One of our fearless leaders wrote:
Although I’m using the multiple selves terminology, I view it as no more than a rhetorical device. There are not multiple selves in any real sense. Rather, as I will argue, there’s in fact just one true you whose decision-making is sometimes distorted in the presence of immediate consequences, which act like a drug. Which is to say (as an empirical fact) that when a decision involves some consequences that are immediate and some that are distant, humans irrationally (no amount of future discounting can account for it) over-weight the immediate consequences. So I refer to multiple selves but I believe there is one true self: the one not under the influence of immediate consequences.
I agree that decision-making is sometimes distorted by overemphasizing the short-term at the expense of the long-term. I wouldn’t go so far as to say that there is only one true self, though.
It can work the other way as well. Sometimes people get overly ambitious and set an extreme goal that they later realize they don’t want to actually live up to. In that situation, the long-term is being overemphasized!
As far as immediate consequences acting like a drug - isn’t the point of beeminder to bring the long-term close?
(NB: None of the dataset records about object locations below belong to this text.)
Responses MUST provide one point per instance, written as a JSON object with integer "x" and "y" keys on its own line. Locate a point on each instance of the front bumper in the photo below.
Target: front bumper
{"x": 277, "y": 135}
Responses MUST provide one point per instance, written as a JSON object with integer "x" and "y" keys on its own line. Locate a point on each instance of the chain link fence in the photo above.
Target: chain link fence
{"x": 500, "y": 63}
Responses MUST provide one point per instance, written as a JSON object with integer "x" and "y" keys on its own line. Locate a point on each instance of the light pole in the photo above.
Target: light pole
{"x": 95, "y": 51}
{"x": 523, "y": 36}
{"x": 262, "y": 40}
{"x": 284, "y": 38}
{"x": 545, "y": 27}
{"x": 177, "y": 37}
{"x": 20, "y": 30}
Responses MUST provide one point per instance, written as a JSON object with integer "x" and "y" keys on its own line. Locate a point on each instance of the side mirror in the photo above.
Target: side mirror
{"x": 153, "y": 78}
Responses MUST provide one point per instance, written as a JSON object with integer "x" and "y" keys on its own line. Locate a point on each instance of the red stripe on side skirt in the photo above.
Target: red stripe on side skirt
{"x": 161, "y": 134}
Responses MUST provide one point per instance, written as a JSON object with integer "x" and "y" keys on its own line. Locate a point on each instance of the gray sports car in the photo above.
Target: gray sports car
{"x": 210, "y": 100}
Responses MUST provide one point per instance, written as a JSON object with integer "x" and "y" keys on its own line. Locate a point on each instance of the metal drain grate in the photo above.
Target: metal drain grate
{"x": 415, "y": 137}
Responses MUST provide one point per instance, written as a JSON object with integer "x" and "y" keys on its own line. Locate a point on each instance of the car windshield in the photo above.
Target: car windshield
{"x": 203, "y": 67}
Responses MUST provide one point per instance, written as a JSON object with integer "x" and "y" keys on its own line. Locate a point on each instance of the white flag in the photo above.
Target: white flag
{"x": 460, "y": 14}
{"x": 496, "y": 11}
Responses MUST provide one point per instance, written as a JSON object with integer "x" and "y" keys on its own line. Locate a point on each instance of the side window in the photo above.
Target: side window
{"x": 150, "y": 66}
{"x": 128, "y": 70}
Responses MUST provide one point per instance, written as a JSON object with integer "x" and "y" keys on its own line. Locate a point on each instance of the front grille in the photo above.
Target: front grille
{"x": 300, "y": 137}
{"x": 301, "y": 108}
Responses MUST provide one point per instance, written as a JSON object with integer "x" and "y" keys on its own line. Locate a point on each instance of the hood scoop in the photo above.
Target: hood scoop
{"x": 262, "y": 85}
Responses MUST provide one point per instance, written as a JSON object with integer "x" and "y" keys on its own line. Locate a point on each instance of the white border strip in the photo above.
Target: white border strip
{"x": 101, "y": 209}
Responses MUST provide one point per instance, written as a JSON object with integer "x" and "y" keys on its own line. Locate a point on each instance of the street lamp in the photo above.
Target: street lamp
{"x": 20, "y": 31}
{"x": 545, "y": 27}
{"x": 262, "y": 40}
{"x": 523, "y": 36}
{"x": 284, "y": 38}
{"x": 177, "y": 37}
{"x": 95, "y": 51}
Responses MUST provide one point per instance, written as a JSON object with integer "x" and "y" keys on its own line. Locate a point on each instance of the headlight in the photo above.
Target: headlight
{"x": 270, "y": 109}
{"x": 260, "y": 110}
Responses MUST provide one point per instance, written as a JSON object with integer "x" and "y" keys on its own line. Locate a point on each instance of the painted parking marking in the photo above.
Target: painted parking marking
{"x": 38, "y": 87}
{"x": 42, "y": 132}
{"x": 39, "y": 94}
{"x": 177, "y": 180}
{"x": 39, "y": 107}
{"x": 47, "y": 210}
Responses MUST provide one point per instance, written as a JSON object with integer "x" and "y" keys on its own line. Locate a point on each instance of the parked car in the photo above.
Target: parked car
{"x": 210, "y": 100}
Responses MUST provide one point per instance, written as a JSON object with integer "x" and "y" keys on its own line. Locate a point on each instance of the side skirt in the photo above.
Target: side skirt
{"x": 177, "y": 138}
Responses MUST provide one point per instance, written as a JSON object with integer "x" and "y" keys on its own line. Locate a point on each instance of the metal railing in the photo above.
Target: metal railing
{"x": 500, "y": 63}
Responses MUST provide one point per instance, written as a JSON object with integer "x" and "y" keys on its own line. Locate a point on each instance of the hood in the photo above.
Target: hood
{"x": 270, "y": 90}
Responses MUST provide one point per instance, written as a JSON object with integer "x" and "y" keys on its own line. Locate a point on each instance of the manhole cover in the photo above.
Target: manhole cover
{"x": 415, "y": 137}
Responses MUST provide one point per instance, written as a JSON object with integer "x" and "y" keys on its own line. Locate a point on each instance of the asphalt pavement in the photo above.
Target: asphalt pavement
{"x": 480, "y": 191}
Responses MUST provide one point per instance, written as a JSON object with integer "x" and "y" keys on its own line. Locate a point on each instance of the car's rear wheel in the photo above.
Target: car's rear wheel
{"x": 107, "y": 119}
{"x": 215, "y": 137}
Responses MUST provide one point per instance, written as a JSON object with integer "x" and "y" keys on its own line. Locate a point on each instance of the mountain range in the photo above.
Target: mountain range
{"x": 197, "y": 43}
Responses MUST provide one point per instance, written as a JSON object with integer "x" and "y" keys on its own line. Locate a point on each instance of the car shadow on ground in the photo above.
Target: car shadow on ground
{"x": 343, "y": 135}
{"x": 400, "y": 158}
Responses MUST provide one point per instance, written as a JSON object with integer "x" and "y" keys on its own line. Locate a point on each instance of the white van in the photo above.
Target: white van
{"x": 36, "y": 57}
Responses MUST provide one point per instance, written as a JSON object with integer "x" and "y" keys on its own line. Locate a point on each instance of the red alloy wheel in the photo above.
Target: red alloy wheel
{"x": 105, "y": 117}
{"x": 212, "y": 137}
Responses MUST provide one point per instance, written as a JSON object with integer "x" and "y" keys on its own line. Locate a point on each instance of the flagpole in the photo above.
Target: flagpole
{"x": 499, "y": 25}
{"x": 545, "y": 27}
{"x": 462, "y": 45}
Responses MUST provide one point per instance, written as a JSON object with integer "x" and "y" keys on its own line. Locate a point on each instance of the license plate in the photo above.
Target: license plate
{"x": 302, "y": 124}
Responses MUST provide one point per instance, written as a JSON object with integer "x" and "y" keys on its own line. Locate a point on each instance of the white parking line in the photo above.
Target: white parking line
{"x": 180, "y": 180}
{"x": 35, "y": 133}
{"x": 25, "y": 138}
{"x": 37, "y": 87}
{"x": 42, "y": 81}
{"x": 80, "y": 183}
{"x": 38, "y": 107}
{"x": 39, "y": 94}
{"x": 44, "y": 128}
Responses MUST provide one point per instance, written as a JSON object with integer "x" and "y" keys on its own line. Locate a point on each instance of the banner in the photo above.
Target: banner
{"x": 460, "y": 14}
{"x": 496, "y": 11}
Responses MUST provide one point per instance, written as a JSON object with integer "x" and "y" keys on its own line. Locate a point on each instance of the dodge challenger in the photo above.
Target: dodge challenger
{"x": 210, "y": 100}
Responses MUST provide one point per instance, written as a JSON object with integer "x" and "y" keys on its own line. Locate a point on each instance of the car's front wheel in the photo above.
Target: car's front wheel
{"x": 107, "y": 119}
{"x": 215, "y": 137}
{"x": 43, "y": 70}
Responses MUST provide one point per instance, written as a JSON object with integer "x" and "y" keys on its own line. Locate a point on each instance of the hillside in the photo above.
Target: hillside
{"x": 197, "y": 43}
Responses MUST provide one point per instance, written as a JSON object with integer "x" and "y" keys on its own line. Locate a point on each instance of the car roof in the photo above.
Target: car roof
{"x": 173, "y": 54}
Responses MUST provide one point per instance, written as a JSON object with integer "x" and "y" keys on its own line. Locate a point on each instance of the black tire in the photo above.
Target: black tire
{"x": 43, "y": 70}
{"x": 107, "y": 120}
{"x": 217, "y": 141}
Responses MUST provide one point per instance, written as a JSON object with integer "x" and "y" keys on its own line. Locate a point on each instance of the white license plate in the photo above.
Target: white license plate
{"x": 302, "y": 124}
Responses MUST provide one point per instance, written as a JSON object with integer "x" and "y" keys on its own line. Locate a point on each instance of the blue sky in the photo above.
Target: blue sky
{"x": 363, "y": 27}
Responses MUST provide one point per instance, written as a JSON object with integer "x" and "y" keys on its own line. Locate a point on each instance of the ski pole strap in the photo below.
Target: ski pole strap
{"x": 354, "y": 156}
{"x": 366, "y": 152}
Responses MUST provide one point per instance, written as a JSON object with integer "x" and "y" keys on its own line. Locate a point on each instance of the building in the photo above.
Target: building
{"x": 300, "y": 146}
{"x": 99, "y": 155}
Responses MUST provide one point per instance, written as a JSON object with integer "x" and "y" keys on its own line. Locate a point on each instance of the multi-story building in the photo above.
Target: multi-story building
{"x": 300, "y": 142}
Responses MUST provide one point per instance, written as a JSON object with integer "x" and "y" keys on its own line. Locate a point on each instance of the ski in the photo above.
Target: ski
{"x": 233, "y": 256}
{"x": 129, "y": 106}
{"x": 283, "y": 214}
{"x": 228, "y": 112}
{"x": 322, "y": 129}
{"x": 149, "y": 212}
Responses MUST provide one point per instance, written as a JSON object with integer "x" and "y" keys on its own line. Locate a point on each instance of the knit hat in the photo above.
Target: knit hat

So it’s not clear that your choices with beeminder are the “true self” choices - you’re distorting your choices by bringing in immediate consequences, in such a way that one of your selves (or if you like, one part of yourself) gets what it wants.
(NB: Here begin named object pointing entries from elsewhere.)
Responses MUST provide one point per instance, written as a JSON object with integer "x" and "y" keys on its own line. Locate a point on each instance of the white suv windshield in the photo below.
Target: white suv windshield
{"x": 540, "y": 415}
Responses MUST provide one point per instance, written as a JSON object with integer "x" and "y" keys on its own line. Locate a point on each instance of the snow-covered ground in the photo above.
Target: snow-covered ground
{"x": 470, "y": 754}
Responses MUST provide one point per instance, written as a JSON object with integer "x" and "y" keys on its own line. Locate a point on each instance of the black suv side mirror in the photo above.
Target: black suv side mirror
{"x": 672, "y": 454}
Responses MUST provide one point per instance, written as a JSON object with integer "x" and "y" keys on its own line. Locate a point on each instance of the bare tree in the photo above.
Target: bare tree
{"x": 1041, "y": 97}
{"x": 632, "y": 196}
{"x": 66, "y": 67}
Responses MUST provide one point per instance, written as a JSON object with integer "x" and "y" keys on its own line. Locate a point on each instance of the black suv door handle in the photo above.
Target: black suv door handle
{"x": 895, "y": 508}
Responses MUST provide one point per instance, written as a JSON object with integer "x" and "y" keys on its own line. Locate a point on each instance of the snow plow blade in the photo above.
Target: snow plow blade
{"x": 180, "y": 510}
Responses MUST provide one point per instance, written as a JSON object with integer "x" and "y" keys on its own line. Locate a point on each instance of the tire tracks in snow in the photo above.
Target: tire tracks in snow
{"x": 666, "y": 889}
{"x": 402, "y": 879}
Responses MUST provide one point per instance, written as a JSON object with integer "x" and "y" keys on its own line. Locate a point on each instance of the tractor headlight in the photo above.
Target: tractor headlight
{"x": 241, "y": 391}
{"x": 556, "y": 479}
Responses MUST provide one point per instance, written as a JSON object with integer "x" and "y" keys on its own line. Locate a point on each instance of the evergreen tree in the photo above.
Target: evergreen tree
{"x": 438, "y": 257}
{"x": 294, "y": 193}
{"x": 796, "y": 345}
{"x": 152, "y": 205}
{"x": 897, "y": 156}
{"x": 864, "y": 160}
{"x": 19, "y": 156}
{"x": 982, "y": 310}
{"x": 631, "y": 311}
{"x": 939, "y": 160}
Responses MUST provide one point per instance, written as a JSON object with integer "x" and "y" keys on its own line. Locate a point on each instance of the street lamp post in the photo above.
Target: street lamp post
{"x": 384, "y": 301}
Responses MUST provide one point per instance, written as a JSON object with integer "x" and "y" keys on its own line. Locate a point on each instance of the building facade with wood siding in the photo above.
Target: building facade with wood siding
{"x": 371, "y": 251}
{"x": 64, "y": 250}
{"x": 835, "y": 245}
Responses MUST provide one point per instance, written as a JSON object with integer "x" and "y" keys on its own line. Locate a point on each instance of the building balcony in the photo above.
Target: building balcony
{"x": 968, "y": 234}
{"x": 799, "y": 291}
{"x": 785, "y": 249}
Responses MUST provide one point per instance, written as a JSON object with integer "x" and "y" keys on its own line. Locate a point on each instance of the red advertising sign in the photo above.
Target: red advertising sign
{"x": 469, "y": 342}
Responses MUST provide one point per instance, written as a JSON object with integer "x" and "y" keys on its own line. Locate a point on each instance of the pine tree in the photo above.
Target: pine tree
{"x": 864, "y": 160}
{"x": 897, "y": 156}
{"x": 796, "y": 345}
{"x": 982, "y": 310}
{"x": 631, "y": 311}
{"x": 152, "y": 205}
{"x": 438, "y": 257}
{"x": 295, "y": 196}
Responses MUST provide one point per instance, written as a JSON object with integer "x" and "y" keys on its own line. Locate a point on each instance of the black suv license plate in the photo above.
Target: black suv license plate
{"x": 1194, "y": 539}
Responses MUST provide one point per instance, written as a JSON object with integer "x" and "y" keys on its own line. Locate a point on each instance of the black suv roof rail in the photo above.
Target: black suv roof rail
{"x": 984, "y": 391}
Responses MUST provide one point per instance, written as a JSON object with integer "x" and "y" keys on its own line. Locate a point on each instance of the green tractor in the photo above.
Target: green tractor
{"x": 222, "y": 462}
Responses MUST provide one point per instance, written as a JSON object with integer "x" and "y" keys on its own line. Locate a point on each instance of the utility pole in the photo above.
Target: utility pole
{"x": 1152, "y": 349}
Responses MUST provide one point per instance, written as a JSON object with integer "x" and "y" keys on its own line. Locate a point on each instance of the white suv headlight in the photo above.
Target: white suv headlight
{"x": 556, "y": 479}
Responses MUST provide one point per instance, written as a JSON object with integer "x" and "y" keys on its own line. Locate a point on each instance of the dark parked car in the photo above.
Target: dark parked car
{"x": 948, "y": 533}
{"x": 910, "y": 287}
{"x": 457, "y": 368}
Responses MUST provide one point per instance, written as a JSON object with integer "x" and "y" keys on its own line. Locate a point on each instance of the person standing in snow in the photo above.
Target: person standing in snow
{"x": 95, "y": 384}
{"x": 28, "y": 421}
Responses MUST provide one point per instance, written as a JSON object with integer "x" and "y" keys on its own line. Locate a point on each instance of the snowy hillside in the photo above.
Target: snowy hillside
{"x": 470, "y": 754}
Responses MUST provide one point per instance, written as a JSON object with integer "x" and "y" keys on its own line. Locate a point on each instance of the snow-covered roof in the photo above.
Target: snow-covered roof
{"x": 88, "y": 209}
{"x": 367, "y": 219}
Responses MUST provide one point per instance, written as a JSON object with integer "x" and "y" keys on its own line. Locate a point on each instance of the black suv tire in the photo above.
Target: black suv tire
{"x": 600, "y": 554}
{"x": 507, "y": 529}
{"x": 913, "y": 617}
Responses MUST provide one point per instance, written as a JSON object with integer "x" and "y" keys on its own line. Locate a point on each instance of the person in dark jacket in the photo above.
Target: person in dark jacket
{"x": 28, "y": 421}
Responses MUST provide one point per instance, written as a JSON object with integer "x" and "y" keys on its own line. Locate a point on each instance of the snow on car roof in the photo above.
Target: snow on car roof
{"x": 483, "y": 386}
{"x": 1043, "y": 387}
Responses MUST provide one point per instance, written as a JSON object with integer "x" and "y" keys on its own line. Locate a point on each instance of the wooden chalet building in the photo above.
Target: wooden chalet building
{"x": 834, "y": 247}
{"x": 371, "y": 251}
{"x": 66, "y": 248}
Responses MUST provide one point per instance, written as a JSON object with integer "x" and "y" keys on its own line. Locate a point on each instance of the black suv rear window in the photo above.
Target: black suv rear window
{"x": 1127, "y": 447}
Do you think there are multiple selves in a real sense? I think it’s clear that there are. Any time there’s some kind of inner conflict, where one part of you wants something and the other part of you wants something else, you’re seeing multiple selves in action. And the conflict is not always resolvable by removing or adding near-term consequences.
On the other hand, I see the self as no more than a rhetorical device anyway. Try sitting down and concentrating on one thing for an hour and see just how in control of your thoughts you are!